Nikhil Rathi told City AM that his organisation was working “really hard to accelerate [its] investigations” but that the slow pace of high-profile court battles and the often years-long waits for trial dates for criminal cases were impeding those efforts.
“We obviously respect the courts and their processes… but I do think that justice deferred is sometimes justice denied, and I think that the question [of delays around securing court dates] is important,” he said.
Rathi’s FCA has faced persistent criticism for not being able to deliver convictions on several long-running prosecutions on some of the most notorious names in British finance.
Its cases against disgraced fund manager Neil Woodford and former Barclays boss Jess Staley both date back to 2019, with some City figures and parliamentarians blaming the watchdog for the absence of any conclusion.
The All-Party Parliamentary Group on investment fraud accused the FCA of “leaving more than 500,000 people in the dark” because it had taken so long to complete its investigation into Woodford. The former investment manager’s eponymous fund was shuttered by regulators in 2019 after it ignominiously collapsed due to liquidity issues.
Staley is accused of misleading the FCA over his links to the sex trafficker Jeffrey Epstein. And the FCA has conceded its probe into the banker was delayed by months because the then Barclays chair had reassured the watchdog’s former head of supervision there was no impropriety in the pair’s relationship.
‘You can’t take shortcuts’
But both prosecutions have been delayed further because Woodford and Staley have opted to appeal their charges, with Staley having taken his case to the Upper Tribunal in March.
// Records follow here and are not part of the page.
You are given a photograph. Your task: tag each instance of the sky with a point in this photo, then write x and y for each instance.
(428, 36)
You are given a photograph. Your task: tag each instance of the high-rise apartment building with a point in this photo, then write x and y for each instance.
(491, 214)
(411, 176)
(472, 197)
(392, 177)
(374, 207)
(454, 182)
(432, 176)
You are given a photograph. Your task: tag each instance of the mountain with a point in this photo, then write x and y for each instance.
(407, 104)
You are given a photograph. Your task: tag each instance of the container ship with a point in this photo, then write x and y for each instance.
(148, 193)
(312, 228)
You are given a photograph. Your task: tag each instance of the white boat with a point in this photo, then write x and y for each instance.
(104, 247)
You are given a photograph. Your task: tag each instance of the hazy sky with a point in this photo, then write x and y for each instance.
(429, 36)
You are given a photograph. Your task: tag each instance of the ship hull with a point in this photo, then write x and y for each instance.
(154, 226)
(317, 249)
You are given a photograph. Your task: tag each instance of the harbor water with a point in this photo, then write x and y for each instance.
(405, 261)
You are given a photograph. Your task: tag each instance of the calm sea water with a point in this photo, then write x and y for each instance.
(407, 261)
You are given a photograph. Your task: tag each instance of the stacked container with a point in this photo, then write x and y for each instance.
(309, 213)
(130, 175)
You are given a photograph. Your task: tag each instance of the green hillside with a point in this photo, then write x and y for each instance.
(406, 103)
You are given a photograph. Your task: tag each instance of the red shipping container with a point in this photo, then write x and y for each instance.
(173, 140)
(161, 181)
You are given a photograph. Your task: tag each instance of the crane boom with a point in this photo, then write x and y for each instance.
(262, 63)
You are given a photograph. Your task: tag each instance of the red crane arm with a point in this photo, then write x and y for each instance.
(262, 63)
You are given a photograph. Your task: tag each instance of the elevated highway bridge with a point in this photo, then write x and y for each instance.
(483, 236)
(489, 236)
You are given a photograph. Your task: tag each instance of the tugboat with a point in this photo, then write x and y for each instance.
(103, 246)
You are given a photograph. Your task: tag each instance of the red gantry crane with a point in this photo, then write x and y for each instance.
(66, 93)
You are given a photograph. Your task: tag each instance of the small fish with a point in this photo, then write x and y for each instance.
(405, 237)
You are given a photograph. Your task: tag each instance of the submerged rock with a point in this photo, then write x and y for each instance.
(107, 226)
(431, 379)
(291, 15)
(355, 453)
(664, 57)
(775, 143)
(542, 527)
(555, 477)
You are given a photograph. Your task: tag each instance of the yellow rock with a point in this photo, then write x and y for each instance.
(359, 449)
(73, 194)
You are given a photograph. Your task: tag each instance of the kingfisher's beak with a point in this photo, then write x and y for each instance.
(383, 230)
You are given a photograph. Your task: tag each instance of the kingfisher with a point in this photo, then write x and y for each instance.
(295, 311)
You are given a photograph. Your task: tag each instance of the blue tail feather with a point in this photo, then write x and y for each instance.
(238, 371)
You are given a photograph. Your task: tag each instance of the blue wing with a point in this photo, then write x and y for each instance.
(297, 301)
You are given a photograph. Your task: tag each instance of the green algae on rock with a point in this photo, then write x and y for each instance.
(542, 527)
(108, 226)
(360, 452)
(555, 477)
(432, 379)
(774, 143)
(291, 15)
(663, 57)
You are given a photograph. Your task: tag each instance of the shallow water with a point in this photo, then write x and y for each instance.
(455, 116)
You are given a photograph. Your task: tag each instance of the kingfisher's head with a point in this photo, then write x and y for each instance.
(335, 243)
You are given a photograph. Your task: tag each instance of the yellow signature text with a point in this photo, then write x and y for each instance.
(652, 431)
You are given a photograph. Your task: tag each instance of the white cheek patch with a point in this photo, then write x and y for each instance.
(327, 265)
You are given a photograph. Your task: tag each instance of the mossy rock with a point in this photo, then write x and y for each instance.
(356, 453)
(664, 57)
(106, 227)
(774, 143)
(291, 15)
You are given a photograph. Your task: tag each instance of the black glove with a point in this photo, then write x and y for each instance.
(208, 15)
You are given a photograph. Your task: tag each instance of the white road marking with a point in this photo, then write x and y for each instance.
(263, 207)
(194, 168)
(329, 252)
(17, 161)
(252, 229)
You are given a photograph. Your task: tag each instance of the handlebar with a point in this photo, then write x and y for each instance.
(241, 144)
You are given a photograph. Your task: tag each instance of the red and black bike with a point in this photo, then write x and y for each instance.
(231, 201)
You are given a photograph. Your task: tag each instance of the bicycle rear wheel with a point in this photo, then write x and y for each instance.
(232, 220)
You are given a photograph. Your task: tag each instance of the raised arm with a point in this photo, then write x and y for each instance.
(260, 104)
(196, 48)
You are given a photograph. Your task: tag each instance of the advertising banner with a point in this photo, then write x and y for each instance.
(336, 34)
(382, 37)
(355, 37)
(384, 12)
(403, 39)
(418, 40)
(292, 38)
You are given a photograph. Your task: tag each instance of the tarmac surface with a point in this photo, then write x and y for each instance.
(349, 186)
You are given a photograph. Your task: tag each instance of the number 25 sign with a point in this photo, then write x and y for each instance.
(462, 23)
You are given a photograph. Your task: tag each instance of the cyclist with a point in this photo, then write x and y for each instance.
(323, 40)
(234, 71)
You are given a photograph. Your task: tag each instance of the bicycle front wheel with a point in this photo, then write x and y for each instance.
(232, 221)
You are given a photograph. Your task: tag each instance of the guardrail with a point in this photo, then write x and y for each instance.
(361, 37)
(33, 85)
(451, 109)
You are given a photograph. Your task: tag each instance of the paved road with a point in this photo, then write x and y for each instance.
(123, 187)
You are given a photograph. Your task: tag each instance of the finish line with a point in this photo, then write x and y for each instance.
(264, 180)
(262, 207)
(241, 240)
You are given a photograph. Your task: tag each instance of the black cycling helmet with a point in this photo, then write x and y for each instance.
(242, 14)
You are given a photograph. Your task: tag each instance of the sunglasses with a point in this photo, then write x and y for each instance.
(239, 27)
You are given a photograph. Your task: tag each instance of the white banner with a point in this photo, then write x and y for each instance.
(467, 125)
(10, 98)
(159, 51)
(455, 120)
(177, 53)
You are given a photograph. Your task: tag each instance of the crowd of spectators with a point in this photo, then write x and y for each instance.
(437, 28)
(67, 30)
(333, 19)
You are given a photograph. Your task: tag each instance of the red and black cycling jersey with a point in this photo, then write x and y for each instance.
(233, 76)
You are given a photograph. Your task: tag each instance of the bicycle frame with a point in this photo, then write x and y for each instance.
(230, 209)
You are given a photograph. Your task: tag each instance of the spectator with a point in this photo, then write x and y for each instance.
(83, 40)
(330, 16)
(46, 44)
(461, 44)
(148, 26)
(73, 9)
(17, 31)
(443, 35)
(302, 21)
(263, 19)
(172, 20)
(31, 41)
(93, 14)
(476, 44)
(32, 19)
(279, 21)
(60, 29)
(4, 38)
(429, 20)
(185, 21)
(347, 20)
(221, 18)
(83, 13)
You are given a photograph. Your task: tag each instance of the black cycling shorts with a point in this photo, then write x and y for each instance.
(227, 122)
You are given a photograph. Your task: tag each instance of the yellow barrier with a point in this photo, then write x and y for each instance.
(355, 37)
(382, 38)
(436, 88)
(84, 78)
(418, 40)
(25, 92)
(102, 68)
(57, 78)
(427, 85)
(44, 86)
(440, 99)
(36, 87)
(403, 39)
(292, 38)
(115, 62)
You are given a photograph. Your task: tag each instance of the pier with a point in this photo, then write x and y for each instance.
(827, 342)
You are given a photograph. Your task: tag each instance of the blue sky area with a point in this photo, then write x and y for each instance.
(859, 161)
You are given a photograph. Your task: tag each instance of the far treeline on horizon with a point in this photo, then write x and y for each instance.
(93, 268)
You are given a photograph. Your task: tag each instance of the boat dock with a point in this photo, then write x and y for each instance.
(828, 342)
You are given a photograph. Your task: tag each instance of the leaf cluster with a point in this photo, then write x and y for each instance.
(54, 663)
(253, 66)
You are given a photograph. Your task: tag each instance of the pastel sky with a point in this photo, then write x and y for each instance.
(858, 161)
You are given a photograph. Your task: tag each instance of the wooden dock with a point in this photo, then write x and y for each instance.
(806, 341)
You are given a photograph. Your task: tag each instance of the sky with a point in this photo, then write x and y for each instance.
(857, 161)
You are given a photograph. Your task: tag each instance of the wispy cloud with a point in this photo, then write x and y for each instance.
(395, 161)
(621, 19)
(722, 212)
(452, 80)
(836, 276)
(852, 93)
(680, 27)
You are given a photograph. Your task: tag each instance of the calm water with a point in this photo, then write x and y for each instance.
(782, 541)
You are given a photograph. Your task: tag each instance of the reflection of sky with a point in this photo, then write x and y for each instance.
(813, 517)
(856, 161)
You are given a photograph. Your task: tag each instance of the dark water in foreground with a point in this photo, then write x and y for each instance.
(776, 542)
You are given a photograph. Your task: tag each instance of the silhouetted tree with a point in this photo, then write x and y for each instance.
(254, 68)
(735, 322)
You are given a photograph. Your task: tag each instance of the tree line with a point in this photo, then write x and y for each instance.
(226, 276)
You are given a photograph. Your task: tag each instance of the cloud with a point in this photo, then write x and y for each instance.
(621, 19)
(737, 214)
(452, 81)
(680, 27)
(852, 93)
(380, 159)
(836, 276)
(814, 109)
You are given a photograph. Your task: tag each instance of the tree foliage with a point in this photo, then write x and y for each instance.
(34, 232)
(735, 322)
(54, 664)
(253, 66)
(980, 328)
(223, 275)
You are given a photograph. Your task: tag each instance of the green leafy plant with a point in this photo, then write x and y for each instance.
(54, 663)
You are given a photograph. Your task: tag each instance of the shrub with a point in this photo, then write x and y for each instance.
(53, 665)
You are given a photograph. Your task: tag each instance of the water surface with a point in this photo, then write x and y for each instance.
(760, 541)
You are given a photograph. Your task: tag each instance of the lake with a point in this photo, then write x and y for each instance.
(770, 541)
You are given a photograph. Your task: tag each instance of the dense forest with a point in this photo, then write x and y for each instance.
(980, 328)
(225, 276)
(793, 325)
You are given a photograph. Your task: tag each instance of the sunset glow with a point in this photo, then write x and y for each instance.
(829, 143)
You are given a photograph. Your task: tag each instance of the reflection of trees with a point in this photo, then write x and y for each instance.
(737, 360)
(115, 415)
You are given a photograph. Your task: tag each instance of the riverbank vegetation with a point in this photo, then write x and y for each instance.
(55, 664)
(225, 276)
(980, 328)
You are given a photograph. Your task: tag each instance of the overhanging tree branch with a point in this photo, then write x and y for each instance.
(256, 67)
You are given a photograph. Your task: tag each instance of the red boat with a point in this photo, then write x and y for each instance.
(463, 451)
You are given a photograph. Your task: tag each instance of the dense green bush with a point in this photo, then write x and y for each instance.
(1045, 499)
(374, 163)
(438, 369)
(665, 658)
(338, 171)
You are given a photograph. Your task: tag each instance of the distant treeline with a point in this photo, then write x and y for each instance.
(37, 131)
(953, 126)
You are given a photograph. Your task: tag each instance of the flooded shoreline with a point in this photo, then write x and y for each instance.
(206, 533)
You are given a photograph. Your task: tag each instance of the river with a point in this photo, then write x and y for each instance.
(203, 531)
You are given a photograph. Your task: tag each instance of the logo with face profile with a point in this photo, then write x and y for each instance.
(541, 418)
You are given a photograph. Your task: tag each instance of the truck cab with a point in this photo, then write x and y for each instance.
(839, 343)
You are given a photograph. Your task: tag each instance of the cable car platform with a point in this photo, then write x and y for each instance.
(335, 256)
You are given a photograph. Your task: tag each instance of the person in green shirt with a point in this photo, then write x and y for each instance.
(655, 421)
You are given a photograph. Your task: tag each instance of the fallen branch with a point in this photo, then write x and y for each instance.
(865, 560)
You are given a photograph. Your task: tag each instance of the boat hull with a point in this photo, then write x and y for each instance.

Asked why it has taken so long for a verdict on those cases to be reached, and whether a lack of closure was frustrating for a regulator that prides itself on “moving incredibly fast”, Rathi said: “Some investigations do take time and you can’t take shortcuts. Sometimes we need millions of pieces of digital evidence or we’re dealing with issues cross-border.”
Rathi highlighted the charges it brought against nine so-called finfluencers last year, telling City AM that it was not able to get a criminal trial date for the case until 2027.
The FCA chief also addressed the delays at an evidence session with the Treasury Committee on Tuesday, when he told MPs: “It is taking two to three years to get a criminal court trial date. That is a challenge, because that consumes our resources, because we have to keep those cases going for a number of years, and the case teams change, but we have to make sure that the case remains fresh.”
A verdict on the Jes Staley case is not expected until September, while the FCA has warned its action against Woodford will not be resolved before 2026 or later.